Chapter Text
The banks of the river are a distant walk from the cottage but, as if it were flowing past the other side of the garden wall, Caroline can hear the water moving out toward the sea from where she sits near the patch of calendulas and lady’s mantle herb. She listens to it with her eyes closed, arms hugging a struck bushel basket that is slowly being filled with lilac clippings and sprigs of baby’s breath. Alexa, who steps around her harvesting aide, carefully maneuvers the blades of the black gardening shears in her hands to fit snugly around the branches of the overgrown bush and clips them one by one, piling the bunches of flowers on top of each other.
“I realize that I shouldn’t be prying into your conversations with Melody,” Alexa says, kneeling down in front of the shrubbery and pats her gloves off on the grass, “but I overheard that you’ll be leaving us soon.”
Caroline clears her throat and nods beneath the wide brim of the gardening hat atop her head. “That is correct,” she admits.

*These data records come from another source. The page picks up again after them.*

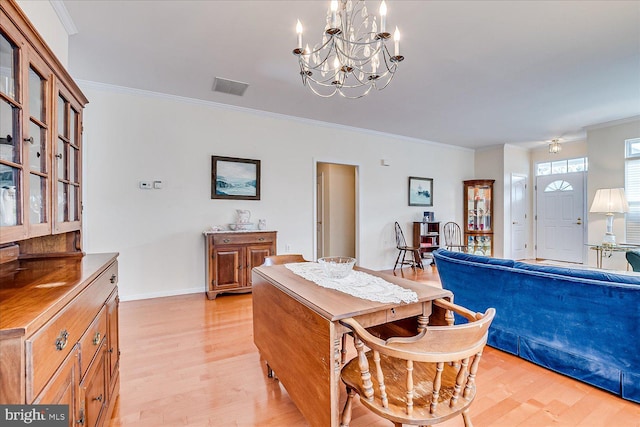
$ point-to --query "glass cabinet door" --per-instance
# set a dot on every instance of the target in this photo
(36, 147)
(478, 214)
(12, 224)
(67, 204)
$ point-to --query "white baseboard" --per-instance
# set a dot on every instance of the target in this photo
(170, 293)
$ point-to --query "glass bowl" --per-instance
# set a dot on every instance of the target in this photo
(337, 267)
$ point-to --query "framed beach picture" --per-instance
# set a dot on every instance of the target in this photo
(233, 178)
(420, 191)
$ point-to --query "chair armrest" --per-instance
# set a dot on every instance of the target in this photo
(464, 312)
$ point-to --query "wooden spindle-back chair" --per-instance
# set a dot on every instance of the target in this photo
(419, 380)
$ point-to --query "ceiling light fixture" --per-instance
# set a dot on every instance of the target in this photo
(554, 147)
(353, 56)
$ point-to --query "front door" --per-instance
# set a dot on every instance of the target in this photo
(560, 217)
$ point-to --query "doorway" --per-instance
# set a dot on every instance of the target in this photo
(560, 231)
(336, 207)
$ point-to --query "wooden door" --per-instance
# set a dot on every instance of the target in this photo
(62, 389)
(113, 345)
(255, 257)
(93, 389)
(228, 267)
(560, 213)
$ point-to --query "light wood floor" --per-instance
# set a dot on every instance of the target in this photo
(188, 361)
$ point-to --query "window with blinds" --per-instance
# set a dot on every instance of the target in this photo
(632, 189)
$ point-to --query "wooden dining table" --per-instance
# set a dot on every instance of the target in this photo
(296, 327)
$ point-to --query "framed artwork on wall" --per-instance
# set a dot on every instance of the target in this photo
(420, 191)
(233, 178)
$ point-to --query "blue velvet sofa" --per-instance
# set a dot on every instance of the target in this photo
(579, 322)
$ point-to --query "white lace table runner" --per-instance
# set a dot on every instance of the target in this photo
(358, 284)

“Are you ready to?” Alexa asks.
Caroline looks down at her own hands, covered in a pair of garden mitts which had been so generously gifted to her by one of the few visitors to the Pendras’ cottage. She’d recovered significantly since the day she arrived with Daniel Powell and the rest of the surviving outpost crew—the stumps where fingers and thumbs belonging to ten of LMG’s middle managers had once been attached were now healed-over with scar tissue and, though she still felt a strange sensational mixture between numbness and soreness, assisting Melody and Alexa with their chores and duties hadn’t been difficult for some time.

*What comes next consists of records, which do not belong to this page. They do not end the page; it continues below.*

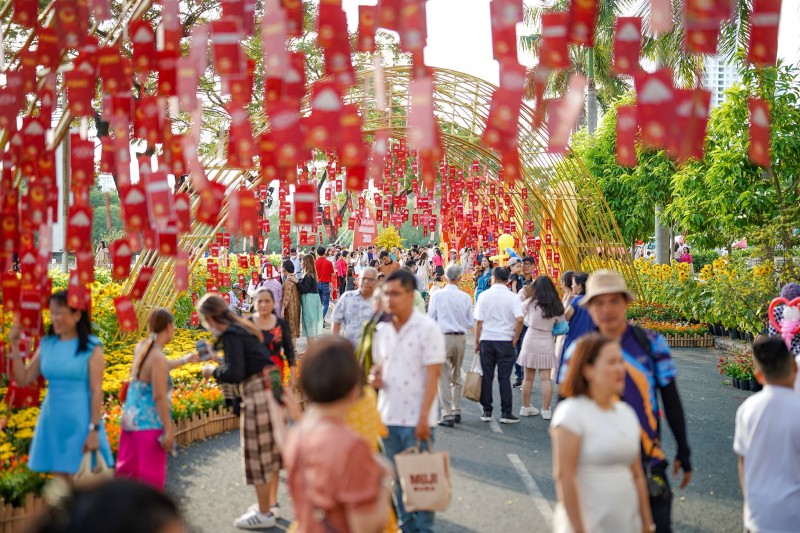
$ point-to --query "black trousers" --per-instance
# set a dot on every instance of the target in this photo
(498, 354)
(662, 509)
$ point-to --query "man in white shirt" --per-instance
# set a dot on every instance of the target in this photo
(767, 441)
(498, 315)
(408, 353)
(451, 308)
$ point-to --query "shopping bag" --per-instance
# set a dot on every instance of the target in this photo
(472, 383)
(425, 479)
(93, 470)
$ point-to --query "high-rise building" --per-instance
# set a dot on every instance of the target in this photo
(719, 76)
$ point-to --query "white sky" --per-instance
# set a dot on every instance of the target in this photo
(460, 38)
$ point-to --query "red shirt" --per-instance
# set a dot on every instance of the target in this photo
(324, 270)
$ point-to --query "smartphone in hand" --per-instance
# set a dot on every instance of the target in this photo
(203, 350)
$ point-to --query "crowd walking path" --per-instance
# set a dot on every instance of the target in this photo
(502, 475)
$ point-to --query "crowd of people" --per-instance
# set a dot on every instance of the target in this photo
(390, 372)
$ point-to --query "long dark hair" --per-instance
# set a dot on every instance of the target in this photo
(543, 290)
(84, 325)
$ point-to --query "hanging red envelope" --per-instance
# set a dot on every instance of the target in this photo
(79, 227)
(502, 124)
(85, 265)
(141, 283)
(226, 35)
(159, 198)
(146, 120)
(11, 291)
(689, 129)
(243, 213)
(30, 311)
(627, 45)
(759, 132)
(72, 23)
(626, 135)
(134, 206)
(25, 13)
(211, 203)
(182, 271)
(143, 38)
(167, 241)
(77, 292)
(114, 69)
(305, 204)
(47, 48)
(389, 14)
(367, 26)
(183, 212)
(326, 109)
(80, 91)
(763, 48)
(553, 52)
(413, 30)
(126, 314)
(582, 22)
(654, 102)
(168, 72)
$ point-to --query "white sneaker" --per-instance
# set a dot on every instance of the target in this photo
(275, 510)
(528, 411)
(255, 520)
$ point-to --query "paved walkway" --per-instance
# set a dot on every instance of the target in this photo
(502, 475)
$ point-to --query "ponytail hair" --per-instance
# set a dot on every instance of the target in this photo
(84, 325)
(213, 305)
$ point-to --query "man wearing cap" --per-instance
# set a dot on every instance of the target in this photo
(451, 308)
(498, 322)
(524, 277)
(649, 368)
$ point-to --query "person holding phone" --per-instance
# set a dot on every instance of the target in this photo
(148, 433)
(245, 362)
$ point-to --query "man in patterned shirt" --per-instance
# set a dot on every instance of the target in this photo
(354, 308)
(650, 370)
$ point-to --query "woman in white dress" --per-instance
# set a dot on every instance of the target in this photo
(597, 462)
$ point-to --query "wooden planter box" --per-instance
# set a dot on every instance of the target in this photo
(691, 341)
(198, 427)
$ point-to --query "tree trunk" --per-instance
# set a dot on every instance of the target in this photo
(663, 248)
(591, 107)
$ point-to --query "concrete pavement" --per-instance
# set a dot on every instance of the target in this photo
(502, 474)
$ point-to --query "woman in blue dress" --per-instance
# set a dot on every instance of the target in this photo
(70, 420)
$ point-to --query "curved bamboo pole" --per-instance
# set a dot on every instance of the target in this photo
(559, 187)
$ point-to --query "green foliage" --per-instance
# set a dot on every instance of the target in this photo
(725, 197)
(631, 193)
(388, 237)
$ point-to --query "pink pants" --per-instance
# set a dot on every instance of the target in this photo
(141, 457)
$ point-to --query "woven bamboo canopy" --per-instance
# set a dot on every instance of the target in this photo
(559, 186)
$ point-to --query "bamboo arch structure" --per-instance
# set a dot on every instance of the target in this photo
(559, 186)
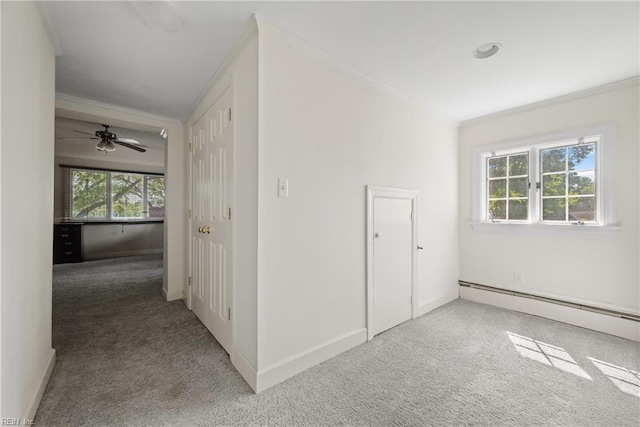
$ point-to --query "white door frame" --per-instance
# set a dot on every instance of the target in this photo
(374, 192)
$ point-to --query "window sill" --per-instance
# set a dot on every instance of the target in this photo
(576, 231)
(98, 222)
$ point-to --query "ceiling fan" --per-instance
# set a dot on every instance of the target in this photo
(109, 140)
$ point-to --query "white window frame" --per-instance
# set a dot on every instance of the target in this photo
(605, 225)
(109, 197)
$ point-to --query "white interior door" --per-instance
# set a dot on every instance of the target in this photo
(392, 262)
(211, 236)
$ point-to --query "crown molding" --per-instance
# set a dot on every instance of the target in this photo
(73, 103)
(45, 17)
(250, 30)
(271, 30)
(633, 81)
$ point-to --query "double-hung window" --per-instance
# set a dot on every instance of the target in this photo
(562, 179)
(103, 195)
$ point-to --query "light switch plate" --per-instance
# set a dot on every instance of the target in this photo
(283, 187)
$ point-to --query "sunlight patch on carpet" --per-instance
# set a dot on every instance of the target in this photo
(625, 379)
(547, 354)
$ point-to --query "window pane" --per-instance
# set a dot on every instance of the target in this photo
(155, 197)
(582, 157)
(497, 209)
(553, 160)
(126, 190)
(582, 183)
(497, 188)
(518, 209)
(553, 209)
(519, 165)
(89, 194)
(497, 167)
(554, 185)
(582, 208)
(518, 187)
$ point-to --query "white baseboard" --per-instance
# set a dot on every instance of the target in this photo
(117, 254)
(172, 296)
(305, 360)
(617, 326)
(426, 307)
(245, 368)
(36, 396)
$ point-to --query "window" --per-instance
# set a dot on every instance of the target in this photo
(100, 195)
(558, 180)
(508, 181)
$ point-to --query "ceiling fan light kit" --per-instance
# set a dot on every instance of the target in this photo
(109, 140)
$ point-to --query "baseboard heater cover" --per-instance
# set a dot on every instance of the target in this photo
(605, 311)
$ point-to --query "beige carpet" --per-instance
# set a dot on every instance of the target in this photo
(126, 357)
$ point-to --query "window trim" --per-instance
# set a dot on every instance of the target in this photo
(109, 219)
(606, 225)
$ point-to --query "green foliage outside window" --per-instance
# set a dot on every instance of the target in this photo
(90, 191)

“I think so,” Caroline replies, running her palms gently down the sides of the basket full of lilacs.
Alexa retrieves a handkerchief from the front pocket of her apron, unfolding it and pressing it to her face to dab away the sweat beading on her forehead. She takes a deep breath as she stows the cloth back into her apron pocket, smiling softly at Caroline. “Will you be going back home?”

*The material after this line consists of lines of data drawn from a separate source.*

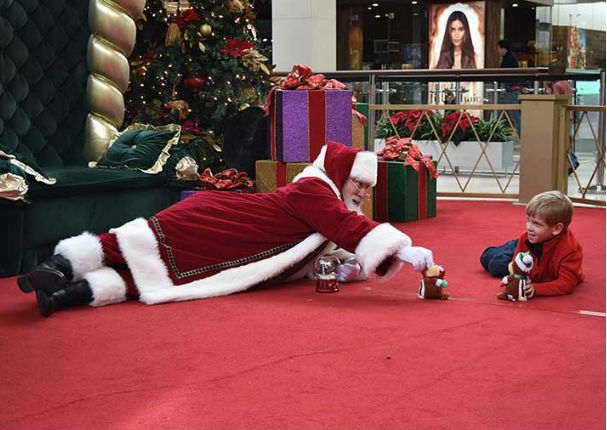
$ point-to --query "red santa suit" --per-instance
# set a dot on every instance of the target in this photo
(216, 243)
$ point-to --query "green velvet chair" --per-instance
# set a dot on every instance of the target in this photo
(43, 109)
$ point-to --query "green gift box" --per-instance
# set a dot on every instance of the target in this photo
(364, 109)
(403, 193)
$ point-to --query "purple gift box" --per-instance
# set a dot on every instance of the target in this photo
(302, 121)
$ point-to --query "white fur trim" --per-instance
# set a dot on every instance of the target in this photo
(364, 168)
(315, 172)
(237, 279)
(379, 244)
(319, 162)
(84, 253)
(107, 287)
(139, 247)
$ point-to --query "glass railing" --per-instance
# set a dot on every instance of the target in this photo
(481, 93)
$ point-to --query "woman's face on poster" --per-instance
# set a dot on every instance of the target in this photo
(457, 33)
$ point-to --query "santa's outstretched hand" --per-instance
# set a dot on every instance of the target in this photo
(418, 257)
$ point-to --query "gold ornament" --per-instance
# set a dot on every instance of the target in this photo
(187, 169)
(247, 90)
(112, 27)
(173, 36)
(253, 60)
(180, 107)
(235, 6)
(205, 29)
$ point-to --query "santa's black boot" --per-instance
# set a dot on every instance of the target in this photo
(50, 276)
(74, 294)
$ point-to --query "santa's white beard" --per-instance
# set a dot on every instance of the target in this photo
(353, 203)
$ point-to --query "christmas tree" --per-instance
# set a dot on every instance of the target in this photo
(196, 67)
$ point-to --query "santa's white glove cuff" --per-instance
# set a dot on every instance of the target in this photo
(418, 257)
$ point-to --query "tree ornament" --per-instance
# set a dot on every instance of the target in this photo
(173, 35)
(235, 6)
(205, 29)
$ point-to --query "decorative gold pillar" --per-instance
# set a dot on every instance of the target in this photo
(544, 134)
(113, 35)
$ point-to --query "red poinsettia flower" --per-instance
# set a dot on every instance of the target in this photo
(184, 17)
(236, 47)
(465, 122)
(398, 117)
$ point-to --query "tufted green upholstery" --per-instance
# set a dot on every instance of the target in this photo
(43, 109)
(43, 75)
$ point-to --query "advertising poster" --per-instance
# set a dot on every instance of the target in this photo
(457, 41)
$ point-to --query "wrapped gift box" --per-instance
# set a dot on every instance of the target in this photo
(364, 109)
(302, 121)
(270, 174)
(402, 193)
(358, 133)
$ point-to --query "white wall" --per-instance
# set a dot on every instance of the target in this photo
(304, 32)
(590, 16)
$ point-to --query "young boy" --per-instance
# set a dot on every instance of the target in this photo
(557, 255)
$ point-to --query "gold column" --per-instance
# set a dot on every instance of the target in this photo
(544, 132)
(113, 35)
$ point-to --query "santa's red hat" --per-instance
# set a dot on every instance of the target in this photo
(340, 162)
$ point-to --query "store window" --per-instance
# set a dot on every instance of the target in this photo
(381, 35)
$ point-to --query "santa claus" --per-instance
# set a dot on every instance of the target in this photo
(216, 243)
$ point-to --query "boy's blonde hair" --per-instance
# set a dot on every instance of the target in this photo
(552, 206)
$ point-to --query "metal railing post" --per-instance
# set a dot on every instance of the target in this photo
(371, 127)
(600, 178)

Caroline shakes her head, giving some thought to the loaded concept of ‘home’ with regards to where, in either world, she truly belonged. “Without a proper feeling of attachment to the world… the real world, the world beyond The City, Melody Pendras tells me she cannot be sure that I will make it over to the other side as smoothly as she was able to transport Clara. Even if she could, I am unsure of how I would even begin to support myself. My memories are already quite hazy. I understand that I would only jeopardize the few I have remaining even if my transition from here to there were successful,” she explains.
Like a weather forecast, Melody had told her once before, the ebb and flow of truths circulating on magical currents like the wind through a wildfire and make for marginally more reliable predictions. Though never constant or precise, Melody hoped to give Caroline a decent head-start on her journey; much like the maritime travelers of ages past judging the conditions of their voyages by the color of the clouds at sunrise, her attuned intuition would fortify Caroline’s chances. There was no telling what tides of curiosity or whims of fate would shape her travels but, after having spent so long living with her life in the hands of others, a chance to seize back any shred of autonomy was something Caroline wouldn’t soon neglect to take. The second chance her recovery had thus far provided was all the reason she needed.
“As uncomfortable as I am made by this world, it is also likely that the… ambient ‘weirdness’ which emanates from it is keeping me alive,” Caroline says, frowning. Looking up to meet Alexa’s gaze, however, prompts her to smile in kind.
“She knows well, that wife of mine,” Alexa chuckles, then asks, “You’ll be traversing The City, then?”
“In a manner of speaking, yes,” Caroline answers, “I am primarily searching for a safer passage back to the real world, though it may prove impossible.”
Alexa hums approvingly. “It sounds like quite a trip,” she remarks, her clippers returning to their place among the lilac branches to trim another few clumps of fragrant blossoms down from the bush. “If, at some point on your journey, you can’t find what you’re looking for, know that you’ll always be welcome to return here. Alright?”
Her open invitation is met with a nod, Caroline grinning. “Of course,” she replies, watching as Alexa returns to her work, the pair of them collecting herbs until lightfall.